This notebook sets up a database and installs python modules to use with the crossword generator project. 



In [None]:
### INSTALL THE WEAVIATE CLIENT

# Uncomment to clear your current pip cache
# !pip cache purge

# Uncomment to upgrade pip
# !pip install --upgrade pip

# Install client from public released
!pip3 install --no-cache -U "weaviate-client==4.*"

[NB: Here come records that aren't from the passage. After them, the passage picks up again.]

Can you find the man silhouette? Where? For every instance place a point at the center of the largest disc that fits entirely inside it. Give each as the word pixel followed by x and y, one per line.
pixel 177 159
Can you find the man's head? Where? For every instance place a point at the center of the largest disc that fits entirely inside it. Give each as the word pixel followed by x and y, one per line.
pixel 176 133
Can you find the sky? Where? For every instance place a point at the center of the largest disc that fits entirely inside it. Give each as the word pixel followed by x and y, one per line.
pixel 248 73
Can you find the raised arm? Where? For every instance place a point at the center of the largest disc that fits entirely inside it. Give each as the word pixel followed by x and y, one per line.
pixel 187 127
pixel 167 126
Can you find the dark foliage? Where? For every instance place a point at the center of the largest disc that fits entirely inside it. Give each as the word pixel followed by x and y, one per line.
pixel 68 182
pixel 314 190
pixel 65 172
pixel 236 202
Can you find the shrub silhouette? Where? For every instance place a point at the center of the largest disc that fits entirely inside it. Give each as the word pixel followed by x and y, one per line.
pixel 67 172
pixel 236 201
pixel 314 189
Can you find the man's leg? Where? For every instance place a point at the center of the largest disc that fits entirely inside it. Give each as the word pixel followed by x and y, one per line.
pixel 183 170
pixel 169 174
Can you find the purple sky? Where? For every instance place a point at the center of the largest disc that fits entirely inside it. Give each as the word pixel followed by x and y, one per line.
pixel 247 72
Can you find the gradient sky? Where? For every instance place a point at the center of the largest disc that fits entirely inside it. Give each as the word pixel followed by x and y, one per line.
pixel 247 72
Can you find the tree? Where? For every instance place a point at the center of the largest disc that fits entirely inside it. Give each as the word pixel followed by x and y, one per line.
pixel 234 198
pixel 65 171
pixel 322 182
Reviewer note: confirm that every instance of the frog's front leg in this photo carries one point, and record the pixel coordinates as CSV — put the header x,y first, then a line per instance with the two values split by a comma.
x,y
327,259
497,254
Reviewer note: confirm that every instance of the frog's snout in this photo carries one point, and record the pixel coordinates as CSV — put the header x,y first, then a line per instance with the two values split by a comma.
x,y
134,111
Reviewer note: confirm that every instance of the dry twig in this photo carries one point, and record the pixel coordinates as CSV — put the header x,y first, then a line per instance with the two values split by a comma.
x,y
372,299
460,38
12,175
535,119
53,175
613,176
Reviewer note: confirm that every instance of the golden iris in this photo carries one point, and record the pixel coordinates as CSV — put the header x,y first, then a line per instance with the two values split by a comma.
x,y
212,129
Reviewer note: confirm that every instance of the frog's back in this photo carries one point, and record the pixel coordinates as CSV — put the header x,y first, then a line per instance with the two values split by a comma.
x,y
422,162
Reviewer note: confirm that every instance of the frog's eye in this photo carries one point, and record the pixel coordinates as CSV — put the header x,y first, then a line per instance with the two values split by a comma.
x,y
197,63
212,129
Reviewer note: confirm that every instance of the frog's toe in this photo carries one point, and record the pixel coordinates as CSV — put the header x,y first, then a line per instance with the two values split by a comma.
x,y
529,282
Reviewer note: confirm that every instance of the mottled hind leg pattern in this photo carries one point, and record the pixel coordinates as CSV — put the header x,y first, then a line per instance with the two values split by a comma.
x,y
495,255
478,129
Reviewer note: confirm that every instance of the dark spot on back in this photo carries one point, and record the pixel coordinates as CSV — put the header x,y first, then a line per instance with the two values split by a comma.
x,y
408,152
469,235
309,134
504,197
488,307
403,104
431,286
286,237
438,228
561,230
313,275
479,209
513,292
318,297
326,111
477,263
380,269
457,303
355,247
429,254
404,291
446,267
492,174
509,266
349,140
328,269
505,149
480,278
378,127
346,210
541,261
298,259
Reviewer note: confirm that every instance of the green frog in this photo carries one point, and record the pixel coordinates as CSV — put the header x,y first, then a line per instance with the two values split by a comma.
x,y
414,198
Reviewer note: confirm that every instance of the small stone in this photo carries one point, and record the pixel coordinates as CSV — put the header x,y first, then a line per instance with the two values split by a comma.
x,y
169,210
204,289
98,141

# Check installed client version
!pip show weaviate-client | grep Version

In [None]:
### INSTALL ADDITIONAL LIBRARIES

# Import the huggingface datasets
!pip install datasets

# Import tqdm progress monitor
!pip install tqdm

# Import pandas
!pip install pandas

# Import spacy named entity recognition for puzzle generation
!pip install spacy
!python -m spacy download en_core_web_sm

In [None]:
# CLIENT CONNECTION -- LOCALHOST

import weaviate

# Connect to a local instance
client = weaviate.connect_to_local()

# Check connection
client.is_ready()


In [4]:
# CONSTANTS AND REUSED VALUES

# Set the collection name
collection = "WikipediaSimple"

In [None]:
# LIST ALL COLLECTIONS

# List all the collections on your Weaviate instance
response = client.collections.list_all(simple=False)
for r in response:
    print(f"Collection: {r}")


In [None]:
# COLLECTION DEFINITION

from weaviate.classes.config import Configure

# Remove old version of this collection if there is one
if (client.collections.exists(collection)):
    client.collections.delete(collection)
    print(f"Removed old collection: {collection}")

# Define the collection
articles = client.collections.create(
    name=collection,
    description="Wikipedia articles",
    vectorizer_config=Configure.Vectorizer.text2vec_cohere(
        model="embed-multilingual-v3.0"
    ),
    generative_config=Configure.Generative.cohere(),
    # Uncomment to compress the collection data
    # vector_index_config=Configure.VectorIndex.hnsw(
    # quantizer=Configure.VectorIndex.Quantizer.sq()
    # ),
)


In [None]:
# CHECK COLLECTION DEFINITION

import pprint as pp

# Print the collection definition
collection_definition = client.collections.export_config(collection)
pp.pprint(f"Name: {collection_definition.name}     Description: {collection_definition.description}")
# Collection properties haven't been configured yet
pp.pprint(collection_definition.properties)


In [None]:
### IMPORT WIKIPEDIA

from datasets import load_dataset
from tqdm import tqdm

wikipedia = client.collections.get(collection)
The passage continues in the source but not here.